#ly09D

WAKACJE!!! Ukochane wakacje! Nadeszły, a odliczałam dni, niemalże godziny... To nic, że mam 34 lata i jestem osobą pracującą (nie nauczycielem). Ja się cieszę, bo wreszcie nie będę musiała co rano ściągać mojego syna z łóżka, żeby się nie spóźnił do szkoły, nie będę musiała popołudniami tłuc pyskiem: „Odrobiłeś lekcje?!” „No to odrób!”, „Bierz się wreszcie za te lekcje!”, nie będę musiała wieczorami udawać, że już idę spać, tylko po to, żeby on też już się położył. Boże, jak ja czekałam na te wakacje...
Anonex Odpowiedz

Konsekwencją niezrobienia lekcji jest prawdopodobnie ocena ndst lub conajwyżej jakiś minus, niech się młody sam nauczy na własnych doświadczeniach

Dantavo

To tak nie działa. Zależy od dziecka i od jego charakteru.
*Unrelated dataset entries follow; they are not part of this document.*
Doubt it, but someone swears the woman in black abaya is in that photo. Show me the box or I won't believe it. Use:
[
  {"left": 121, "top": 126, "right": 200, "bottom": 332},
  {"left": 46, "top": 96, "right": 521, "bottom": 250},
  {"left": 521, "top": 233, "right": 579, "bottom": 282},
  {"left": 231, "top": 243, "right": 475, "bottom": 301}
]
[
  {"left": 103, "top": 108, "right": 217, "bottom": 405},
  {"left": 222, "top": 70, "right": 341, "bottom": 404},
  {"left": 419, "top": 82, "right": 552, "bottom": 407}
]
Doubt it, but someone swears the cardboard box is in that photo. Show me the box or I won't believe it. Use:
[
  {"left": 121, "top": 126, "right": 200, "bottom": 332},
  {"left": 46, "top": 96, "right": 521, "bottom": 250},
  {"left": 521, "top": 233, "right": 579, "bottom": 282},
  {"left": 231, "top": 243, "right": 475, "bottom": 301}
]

Jedno jest obowiązkowe i dostanie złej oceny je zaboli, inne będzie miało to gdzieś, dopóki nie obudzi się z ręką w nocniku.

Pamiętaj, że to są dzieci, a nie odpowiedzialni dorośli. Nawet, gdy są dobrze wychowywani, nie muszą się zachowywać, jak osoba dorosła.

szarymysz

=>Anonex "niech się młody sam nauczy na własnych doświadczeniach"
U ucznia podstawówki to nie zadziała; tym bardziej, że egzaminu ósmoklasisty nie można nie zdać. Moooże zadziała u licealisty, ale tylko takiego/takiej ze świadomością, że po LO nie będzie mieć jeszcze żadnego zawodu więc czekają go/ją studia, a maturę jak najbardziej można oblać...

kanarek86 Odpowiedz

To brzmi trochę tak jakbyś sobie nie dawała rady w podporządkowaniu syna…

ArabellaStrange

W wychowaniu nie chodzi wcale o to, żeby sobie podporządkować dzieci.

Podporządkowane dziecko to właściwie jest porażka rodzicielska. Bo masz wtedy człowieka, który sam nie potrafi myśleć i decydować.